Ok, TMC threw it down tonight by bragging about her sister-in-law’s Chili which I’m sure is very good because it’s not at all hard or fussy, that’s why I cook it too.
Mine has a variable number of ingredients because it depends on how long you want to eat it (as with everything else when I cook just for myself a full recipe lasts until I am entirely sick and tired). This is a full recipe.
- 3 Cans of Beans (Different types, Black Beans are the best if you’re looking to downsize it)
- 2 Large Sweet Onions (actually you can use 3, they reduce)
- 4 Cloves of Garlic (Toss in a whole Head if you’re not going to chop them up, but you still have to clean it)
- 1/4 Cup Olive Oil (depending on your pot, you may need more)
- 4 Heaping Tablespoons of Chili Powder
- 4 Measured Tablespoons of Cumin
So you peel and chop the Onion, and peel and chop or mince the Garlic depending if you’re going for the whole clove technique (you need more because the flavor is not as intense, at least you’re spared the chopping or mincing, you have to peel it anyway, just more cloves).
Umm… that’s the prep.
So you heat your Olive Oil to whatever temperature you’re comfortable with and toss in your Onions with a measured Tablespoon of Cumin and a heaping Tablespoon of Chili Powder and reduce them by half in volume.

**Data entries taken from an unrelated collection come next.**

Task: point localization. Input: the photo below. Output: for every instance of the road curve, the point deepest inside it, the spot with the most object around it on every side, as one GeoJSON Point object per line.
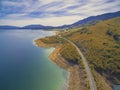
{"type": "Point", "coordinates": [87, 68]}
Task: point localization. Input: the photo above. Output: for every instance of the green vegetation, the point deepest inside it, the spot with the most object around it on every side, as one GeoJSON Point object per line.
{"type": "Point", "coordinates": [53, 40]}
{"type": "Point", "coordinates": [70, 53]}
{"type": "Point", "coordinates": [101, 45]}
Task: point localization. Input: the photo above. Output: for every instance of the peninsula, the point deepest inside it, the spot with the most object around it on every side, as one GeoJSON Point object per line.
{"type": "Point", "coordinates": [94, 42]}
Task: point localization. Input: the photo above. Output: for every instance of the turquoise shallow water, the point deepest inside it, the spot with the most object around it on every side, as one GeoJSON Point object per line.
{"type": "Point", "coordinates": [24, 66]}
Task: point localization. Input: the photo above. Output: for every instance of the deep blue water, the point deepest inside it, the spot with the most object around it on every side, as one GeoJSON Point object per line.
{"type": "Point", "coordinates": [24, 66]}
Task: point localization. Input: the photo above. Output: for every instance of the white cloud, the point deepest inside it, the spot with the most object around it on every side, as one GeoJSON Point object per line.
{"type": "Point", "coordinates": [65, 13]}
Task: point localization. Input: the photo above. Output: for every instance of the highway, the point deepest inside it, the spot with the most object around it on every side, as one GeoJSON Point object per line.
{"type": "Point", "coordinates": [87, 68]}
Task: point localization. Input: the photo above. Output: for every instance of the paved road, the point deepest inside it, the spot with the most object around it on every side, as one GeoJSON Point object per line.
{"type": "Point", "coordinates": [89, 74]}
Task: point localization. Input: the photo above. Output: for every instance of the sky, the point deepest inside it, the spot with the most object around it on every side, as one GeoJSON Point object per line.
{"type": "Point", "coordinates": [52, 12]}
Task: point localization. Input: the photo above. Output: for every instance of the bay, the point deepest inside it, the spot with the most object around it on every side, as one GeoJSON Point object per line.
{"type": "Point", "coordinates": [24, 66]}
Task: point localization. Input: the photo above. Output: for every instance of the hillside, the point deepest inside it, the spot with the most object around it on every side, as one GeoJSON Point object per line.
{"type": "Point", "coordinates": [89, 21]}
{"type": "Point", "coordinates": [101, 45]}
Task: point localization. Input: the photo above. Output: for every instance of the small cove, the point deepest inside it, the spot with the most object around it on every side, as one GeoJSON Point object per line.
{"type": "Point", "coordinates": [24, 66]}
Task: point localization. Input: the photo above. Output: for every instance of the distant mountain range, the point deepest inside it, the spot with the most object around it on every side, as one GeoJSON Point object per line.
{"type": "Point", "coordinates": [89, 20]}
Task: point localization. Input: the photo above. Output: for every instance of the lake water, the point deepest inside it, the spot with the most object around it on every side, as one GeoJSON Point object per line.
{"type": "Point", "coordinates": [24, 66]}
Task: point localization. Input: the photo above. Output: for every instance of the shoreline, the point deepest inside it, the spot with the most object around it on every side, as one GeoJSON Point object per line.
{"type": "Point", "coordinates": [74, 80]}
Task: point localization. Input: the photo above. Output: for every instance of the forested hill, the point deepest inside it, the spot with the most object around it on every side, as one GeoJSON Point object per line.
{"type": "Point", "coordinates": [101, 45]}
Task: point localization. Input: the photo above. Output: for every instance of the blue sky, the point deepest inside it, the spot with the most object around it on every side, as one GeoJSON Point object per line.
{"type": "Point", "coordinates": [52, 12]}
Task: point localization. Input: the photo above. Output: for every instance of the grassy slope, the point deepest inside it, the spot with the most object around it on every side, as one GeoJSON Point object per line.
{"type": "Point", "coordinates": [101, 45]}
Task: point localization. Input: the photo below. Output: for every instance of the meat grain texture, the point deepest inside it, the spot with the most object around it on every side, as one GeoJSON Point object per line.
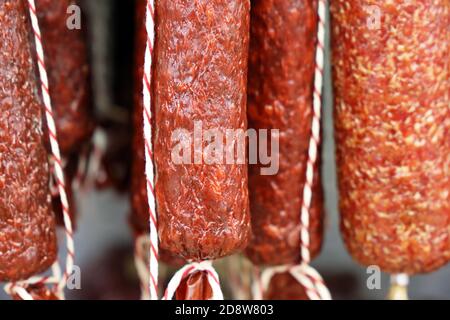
{"type": "Point", "coordinates": [201, 57]}
{"type": "Point", "coordinates": [281, 75]}
{"type": "Point", "coordinates": [392, 118]}
{"type": "Point", "coordinates": [27, 224]}
{"type": "Point", "coordinates": [68, 72]}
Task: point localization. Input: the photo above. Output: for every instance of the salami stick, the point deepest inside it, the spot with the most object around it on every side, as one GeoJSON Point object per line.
{"type": "Point", "coordinates": [392, 117]}
{"type": "Point", "coordinates": [200, 74]}
{"type": "Point", "coordinates": [27, 225]}
{"type": "Point", "coordinates": [68, 74]}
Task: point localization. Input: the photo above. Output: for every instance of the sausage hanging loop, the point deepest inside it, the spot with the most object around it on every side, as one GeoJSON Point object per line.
{"type": "Point", "coordinates": [399, 287]}
{"type": "Point", "coordinates": [149, 167]}
{"type": "Point", "coordinates": [183, 273]}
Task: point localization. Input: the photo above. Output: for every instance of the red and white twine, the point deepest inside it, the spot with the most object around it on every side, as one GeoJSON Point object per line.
{"type": "Point", "coordinates": [304, 273]}
{"type": "Point", "coordinates": [183, 273]}
{"type": "Point", "coordinates": [56, 279]}
{"type": "Point", "coordinates": [149, 170]}
{"type": "Point", "coordinates": [206, 266]}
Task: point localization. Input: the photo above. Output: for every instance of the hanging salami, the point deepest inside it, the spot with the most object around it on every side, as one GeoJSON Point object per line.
{"type": "Point", "coordinates": [27, 224]}
{"type": "Point", "coordinates": [392, 118]}
{"type": "Point", "coordinates": [281, 75]}
{"type": "Point", "coordinates": [68, 74]}
{"type": "Point", "coordinates": [200, 74]}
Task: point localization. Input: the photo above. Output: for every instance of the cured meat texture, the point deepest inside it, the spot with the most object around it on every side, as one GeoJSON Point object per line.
{"type": "Point", "coordinates": [281, 75]}
{"type": "Point", "coordinates": [392, 117]}
{"type": "Point", "coordinates": [200, 74]}
{"type": "Point", "coordinates": [68, 72]}
{"type": "Point", "coordinates": [27, 224]}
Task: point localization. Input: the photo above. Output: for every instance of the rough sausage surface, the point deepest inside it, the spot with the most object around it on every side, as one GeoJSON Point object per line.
{"type": "Point", "coordinates": [68, 70]}
{"type": "Point", "coordinates": [392, 121]}
{"type": "Point", "coordinates": [27, 225]}
{"type": "Point", "coordinates": [281, 70]}
{"type": "Point", "coordinates": [139, 203]}
{"type": "Point", "coordinates": [200, 74]}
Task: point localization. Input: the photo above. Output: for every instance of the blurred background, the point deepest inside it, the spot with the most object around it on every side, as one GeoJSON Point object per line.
{"type": "Point", "coordinates": [104, 241]}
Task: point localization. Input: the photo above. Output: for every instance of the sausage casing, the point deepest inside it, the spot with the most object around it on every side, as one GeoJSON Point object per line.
{"type": "Point", "coordinates": [27, 225]}
{"type": "Point", "coordinates": [392, 118]}
{"type": "Point", "coordinates": [68, 72]}
{"type": "Point", "coordinates": [281, 75]}
{"type": "Point", "coordinates": [201, 57]}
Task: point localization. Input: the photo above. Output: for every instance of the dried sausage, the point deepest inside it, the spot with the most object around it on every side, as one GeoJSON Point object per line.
{"type": "Point", "coordinates": [200, 74]}
{"type": "Point", "coordinates": [392, 118]}
{"type": "Point", "coordinates": [68, 71]}
{"type": "Point", "coordinates": [27, 224]}
{"type": "Point", "coordinates": [281, 71]}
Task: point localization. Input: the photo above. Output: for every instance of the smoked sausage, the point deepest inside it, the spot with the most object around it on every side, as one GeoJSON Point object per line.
{"type": "Point", "coordinates": [392, 123]}
{"type": "Point", "coordinates": [27, 224]}
{"type": "Point", "coordinates": [281, 76]}
{"type": "Point", "coordinates": [68, 73]}
{"type": "Point", "coordinates": [200, 74]}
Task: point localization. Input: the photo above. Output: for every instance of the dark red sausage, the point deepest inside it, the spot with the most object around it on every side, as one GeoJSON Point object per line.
{"type": "Point", "coordinates": [68, 71]}
{"type": "Point", "coordinates": [27, 224]}
{"type": "Point", "coordinates": [392, 118]}
{"type": "Point", "coordinates": [281, 75]}
{"type": "Point", "coordinates": [200, 73]}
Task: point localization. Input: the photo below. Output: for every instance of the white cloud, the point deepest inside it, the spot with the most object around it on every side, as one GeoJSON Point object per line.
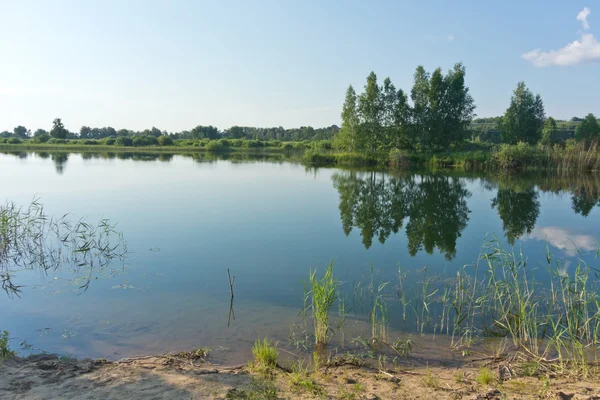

You’re not looking for a fond crust on the bottom or browning on your Onions (though if you like that you can).
When your Onions are reduced toss in your Garlic, stir and turn your heat to low. Add your first can of Beans (I recommend starting with the biggest ones) and another measured Tablespoon of Cumin and heaping Tablespoon of Chili Powder.
Yes you throw in the goo. That’s what makes it liquidy and not a solid gut wrenching mess. Deglaze the pot now if you need to, you’ll still need to scrape the bottom periodically and you might need to add water to achieve the consistency you desire- unheated it’s quite thick.
When you have bubbles again it’s time for the second can. I go for contrasting color Beans so light Pink and dark Red Kidney or a White Navy kind of mix things up. They all taste the same. You spice these the same as before and wait for them to heat.
Finally you put in the Black Beans (they are the smallest and cook the fastest), the last dose of 1 measured Tablespoon of Cumin and heaping Tablespoon of Chili Powder, turn your heat to barely a simmer, lid your pot (did I mention thick?), and let it meld.
Prep and cook time is about 30 minutes (well, TMC thinks I’m a terrible Sous because I take too long peeling the Garlic, but I like it clean with no paper), I try to give it an hour after the last can of Beans goes in but it’s edible from the git go.
The Chili is for flavor. The Cumin is for heat. The Garlic is for Umami. The Onion is for sweet.
Now Richard and Emily complain constantly that this recipe is like a 5 Alarm Firehouse, but they barely use Salt and Pepper. “Good Beef doesn’t require any seasoning!” said my Grandmother who was allergic to just about everything. I favor a little BAM!
This recipe produces a very mild (and very vegetarian) Chili that is sweet and chili tasting with a slight heat after. If you like it hotter you can always dose it with your favorite hot sauce (I prefer milder ones with more vinegar). It’s best served with shredded Cheddar Cheese (extra sharp) on top and a nice slice of butter coated bread.
Good eats. Not kidding.
So, I write about things that are not political. I write about anything.